Source: UK National Parks
In 2009, developed countries jointly agreed to mobilise USD 100 billion in climate financing by 2020, with pledges to support efforts through 2025. It’s 2021 and global efforts are nowhere close to reaching that goal. Effective action on climate change requires investment and never has there been a more pressing need to move from simply talking about climate change to taking serious and impactful action.
“Taking effective action on climate change is urgent,” says Jose Maria Ortiz, Palladium Managing Director. “In the short term, the answer is nature, while in the long term we need innovation. In both cases, investment at scale is necessary.”

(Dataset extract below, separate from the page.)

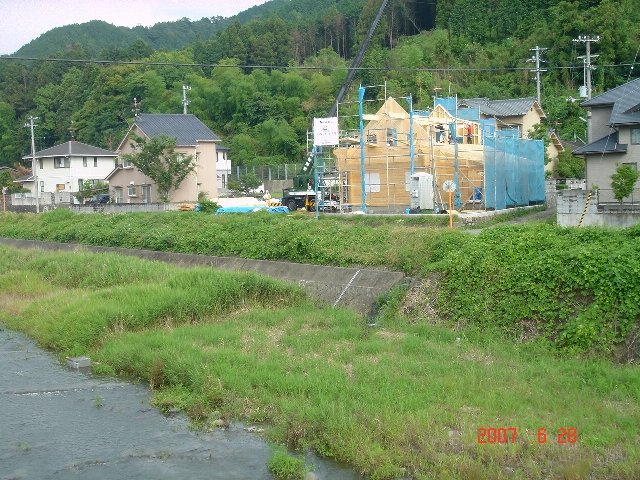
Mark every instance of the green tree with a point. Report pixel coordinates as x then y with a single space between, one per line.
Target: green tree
623 180
158 160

In that spirit, the UK National Parks and Palladium are announcing the launch of Revere.
Rethinking the Financial Value of Nature
Revere is a nature restoration facility developed to restore natural habitats across the UK using private capital. The facility will develop restoration projects with land managers and work with capital from major global companies.
The innovative projects generate revenue through the sale of ecosystem services (such as carbon credits and nature restoration), creating accessible new funding alternatives for farmers and landowners looking to improve the quality of landscapes and biodiversity.
Designed by Palladium and UK National Parks, the facility supports the National Parks’ Net Zero with Nature strategy, which promotes restoring UK National Park landscapes as key to fighting the climate crisis.
“There isn’t time for small-scale interventions anymore,” Ortiz reflects. “The time is now for bold investments in nature with potential risks, because the alternative is continuing to destroy our planet.”
This is exactly what Revere hopes to address.
With projects already underway across the UK’s vast National Parks, Naomi Conway, National Parks Partnerships Development Director notes the importance of nature restoration, “As COP26 approaches, we want to remind the UK of the role that the National Parks can play in fighting the impacts of climate change and improving biodiversity.”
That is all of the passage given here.